We subsequently evaluated the performance of the primers with bona fide laboratory samples. The experiments were conducted blind, using 12 coded cell-free supernatants provided by the Cell Culture Testing Facility at the University of California at San Francisco (UCSF). The supernatants were prepared for PCR using the same procedure described above. PCR reactions were conducted either with or without a limiting amount of an internal control template (provided in the kit). When the internal control template was amplified, it generated a 1-kB PCR product that was easily resolved from any sample amplification product using agarose electrophoresis for analysis.
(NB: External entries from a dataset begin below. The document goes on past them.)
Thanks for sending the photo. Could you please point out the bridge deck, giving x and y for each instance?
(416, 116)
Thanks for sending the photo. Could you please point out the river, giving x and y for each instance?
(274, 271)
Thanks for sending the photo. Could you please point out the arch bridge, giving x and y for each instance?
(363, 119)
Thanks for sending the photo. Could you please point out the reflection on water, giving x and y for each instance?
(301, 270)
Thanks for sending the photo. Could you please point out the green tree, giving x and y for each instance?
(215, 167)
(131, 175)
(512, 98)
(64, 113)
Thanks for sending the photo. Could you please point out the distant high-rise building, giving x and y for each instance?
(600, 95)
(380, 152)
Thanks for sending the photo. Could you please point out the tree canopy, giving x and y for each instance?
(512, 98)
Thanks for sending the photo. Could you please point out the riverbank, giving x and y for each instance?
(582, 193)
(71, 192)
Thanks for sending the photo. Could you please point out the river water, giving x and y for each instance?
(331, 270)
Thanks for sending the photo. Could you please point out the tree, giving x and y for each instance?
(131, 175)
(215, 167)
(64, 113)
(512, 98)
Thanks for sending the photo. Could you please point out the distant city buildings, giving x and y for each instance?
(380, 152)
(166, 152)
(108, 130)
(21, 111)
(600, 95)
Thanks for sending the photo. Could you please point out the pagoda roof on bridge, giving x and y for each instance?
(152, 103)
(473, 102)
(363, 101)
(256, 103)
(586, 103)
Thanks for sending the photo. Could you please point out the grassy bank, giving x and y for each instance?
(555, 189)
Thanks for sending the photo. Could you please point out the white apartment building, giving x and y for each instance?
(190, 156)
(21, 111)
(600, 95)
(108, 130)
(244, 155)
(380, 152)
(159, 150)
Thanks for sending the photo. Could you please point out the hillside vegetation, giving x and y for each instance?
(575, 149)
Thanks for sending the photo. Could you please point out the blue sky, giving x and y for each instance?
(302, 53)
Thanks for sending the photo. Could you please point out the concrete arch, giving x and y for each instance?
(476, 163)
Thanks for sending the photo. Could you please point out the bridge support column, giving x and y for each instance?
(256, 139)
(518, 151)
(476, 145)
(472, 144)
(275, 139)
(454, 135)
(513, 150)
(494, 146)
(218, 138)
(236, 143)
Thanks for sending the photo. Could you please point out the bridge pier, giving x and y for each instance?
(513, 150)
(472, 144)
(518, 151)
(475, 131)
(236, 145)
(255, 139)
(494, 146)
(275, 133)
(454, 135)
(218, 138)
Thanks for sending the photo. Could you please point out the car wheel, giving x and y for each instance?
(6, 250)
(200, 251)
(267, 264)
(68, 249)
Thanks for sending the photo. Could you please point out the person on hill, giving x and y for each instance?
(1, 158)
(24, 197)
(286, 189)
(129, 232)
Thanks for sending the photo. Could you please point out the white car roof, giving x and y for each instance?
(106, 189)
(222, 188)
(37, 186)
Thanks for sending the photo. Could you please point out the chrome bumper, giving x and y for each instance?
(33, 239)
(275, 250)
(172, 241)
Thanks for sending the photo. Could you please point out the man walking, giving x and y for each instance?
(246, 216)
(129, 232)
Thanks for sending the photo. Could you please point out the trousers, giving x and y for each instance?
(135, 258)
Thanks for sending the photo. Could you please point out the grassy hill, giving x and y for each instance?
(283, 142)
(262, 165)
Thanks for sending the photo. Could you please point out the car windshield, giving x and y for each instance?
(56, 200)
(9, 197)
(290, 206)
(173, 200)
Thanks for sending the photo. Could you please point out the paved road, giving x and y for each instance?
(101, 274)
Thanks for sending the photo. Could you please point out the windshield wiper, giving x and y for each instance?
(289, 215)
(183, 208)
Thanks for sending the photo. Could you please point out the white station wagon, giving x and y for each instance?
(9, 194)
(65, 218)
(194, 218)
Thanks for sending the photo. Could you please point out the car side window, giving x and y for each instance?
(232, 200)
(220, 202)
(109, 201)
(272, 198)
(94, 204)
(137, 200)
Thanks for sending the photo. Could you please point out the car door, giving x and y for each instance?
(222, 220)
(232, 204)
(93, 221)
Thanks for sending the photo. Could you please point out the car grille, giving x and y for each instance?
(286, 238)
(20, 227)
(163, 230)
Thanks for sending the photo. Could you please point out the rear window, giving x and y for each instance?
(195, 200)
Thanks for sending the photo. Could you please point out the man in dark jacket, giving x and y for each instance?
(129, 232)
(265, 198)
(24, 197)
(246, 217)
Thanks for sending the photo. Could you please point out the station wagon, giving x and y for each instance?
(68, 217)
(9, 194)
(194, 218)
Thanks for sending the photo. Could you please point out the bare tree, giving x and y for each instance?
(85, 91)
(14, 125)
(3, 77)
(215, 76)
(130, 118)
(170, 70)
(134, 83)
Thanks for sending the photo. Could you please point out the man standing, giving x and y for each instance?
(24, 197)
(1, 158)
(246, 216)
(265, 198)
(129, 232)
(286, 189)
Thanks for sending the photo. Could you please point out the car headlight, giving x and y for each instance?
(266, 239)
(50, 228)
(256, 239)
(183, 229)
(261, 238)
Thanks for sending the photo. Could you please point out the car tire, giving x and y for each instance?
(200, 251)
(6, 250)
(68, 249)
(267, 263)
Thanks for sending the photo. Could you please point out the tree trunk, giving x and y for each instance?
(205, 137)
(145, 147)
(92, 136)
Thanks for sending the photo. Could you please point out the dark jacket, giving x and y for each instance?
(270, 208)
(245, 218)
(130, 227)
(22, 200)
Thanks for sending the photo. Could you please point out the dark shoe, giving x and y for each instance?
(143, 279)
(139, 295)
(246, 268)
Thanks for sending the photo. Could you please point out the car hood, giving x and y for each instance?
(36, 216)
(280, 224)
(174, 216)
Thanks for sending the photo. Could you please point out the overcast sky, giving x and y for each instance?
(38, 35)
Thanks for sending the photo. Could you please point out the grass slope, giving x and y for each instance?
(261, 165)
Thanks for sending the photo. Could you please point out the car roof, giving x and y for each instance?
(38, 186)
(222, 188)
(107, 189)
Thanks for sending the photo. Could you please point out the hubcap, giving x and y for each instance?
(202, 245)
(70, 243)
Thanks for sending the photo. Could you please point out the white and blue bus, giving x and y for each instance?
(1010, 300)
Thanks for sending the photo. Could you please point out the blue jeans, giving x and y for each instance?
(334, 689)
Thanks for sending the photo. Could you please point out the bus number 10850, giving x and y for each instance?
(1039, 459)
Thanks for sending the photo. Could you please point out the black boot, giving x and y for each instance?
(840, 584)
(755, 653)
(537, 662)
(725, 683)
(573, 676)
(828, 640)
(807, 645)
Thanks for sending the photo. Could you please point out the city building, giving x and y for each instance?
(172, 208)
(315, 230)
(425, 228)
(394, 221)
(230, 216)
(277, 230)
In the absence of the internal control template (Figure 2), we scored four samples as positive and eight samples as negative for infection. In the presence of the internal control template (Figure 3), we yielded the same results but demonstrated that one of the eight negative samples inhibited PCR amplification. For three of the contaminated samples, the PCR-amplified internal control was not inhibited to any degree, denoting a low infectious load. In the remaining infected sample, the amplified 874-bp PCR product interfered with the amplified internal control standard; this signified that high levels of mycoplasma DNA were present.
The PCR products amplified from the four contaminated culture supernatants were subsequently subjected to restriction analysis as described above. We were able to match the restriction patterns with the laboratory samples to those for known mycoplasmas (Table 1). Altogether, the scoring for both infection and species completely concurred with the results obtained using UCSFs established testing procedure.
Mycoplasma Species Determined Using Different Testing Procedures
UCSF Cell Culture Facility
Mycoplasma PCR Primer Set Plus
We introduce Stratagenes Mycoplasma PCR Primer Set Plus, using a new PCR-based method that exposes mycoplasma infection in cell cultures. The rapid procedure yields a single PCR band (doublet bands for acholeplasma) that, following restriction enzyme analysis, identifies mycoplasma (and acholeplasma) species. Because it is specific to mycoplasma infection, investigators now have a powerful, reliable tool with which to maintain the integrity of their cell cultures.